Toutefois, les époux ne doivent pas demander le divorce ensemble, même s’ils sont d’accord sur tout. Les conjoints peuvent collaborer, mais ils peuvent demander le divorce séparément. Voici quelques exemples :

  1. Les conjoints souhaitent que leurs propres avocats les représentent et reçoivent des conseils juridiques indépendants ;
  2. Un des conjoints a déjà demandé le divorce, et les conjoints sont parvenus à un accord plus tard au cours de la procédure de divorce ou
  3. Les époux ne sont pas d’accord sur toutes les conséquences du divorce. Par exemple, ils s’entendent sur la personne qui aura la garde des enfants, mais pas sur la manière de diviser leurs biens.

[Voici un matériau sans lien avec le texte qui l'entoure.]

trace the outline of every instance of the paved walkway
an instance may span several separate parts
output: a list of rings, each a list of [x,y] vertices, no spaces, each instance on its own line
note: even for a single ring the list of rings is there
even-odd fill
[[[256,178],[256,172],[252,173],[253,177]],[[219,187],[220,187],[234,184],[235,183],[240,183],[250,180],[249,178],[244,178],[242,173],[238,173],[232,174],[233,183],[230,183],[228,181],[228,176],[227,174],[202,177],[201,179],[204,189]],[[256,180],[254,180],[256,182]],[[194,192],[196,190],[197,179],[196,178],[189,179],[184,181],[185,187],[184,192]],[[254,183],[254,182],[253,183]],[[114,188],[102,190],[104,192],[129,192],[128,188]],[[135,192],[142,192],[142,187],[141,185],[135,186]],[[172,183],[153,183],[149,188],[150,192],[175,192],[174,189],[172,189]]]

Les conjoints peuvent mettre tous les points sur lesquels ils s’accordent dans un accord écrit appelé “Consentement au jugement sur les mesures accessoires”. Celui-ci sera ensuite homologué par le tribunal, ce qui signifie qu’il devient un jugement du tribunal.

Dans les cas où les époux souhaitent demeurer mariés, mais ne plus cohabiter parce que la volonté de faire vie commune est gravement atteinte, un des époux ou les deux peuvent demander au tribunal de prononcer une séparation légale, juridiquement appelée séparation de corps. Les conjoints unis civilement ne peuvent pas s’en prévaloir. Contrairement au divorce, la séparation légale ne rompt pas les liens du mariage. Les époux restent soumis aux devoirs conjugaux (respect, fidélité, secours et assistance) et peuvent rester liés par quelques clauses additionnelles de leur contrat de mariage.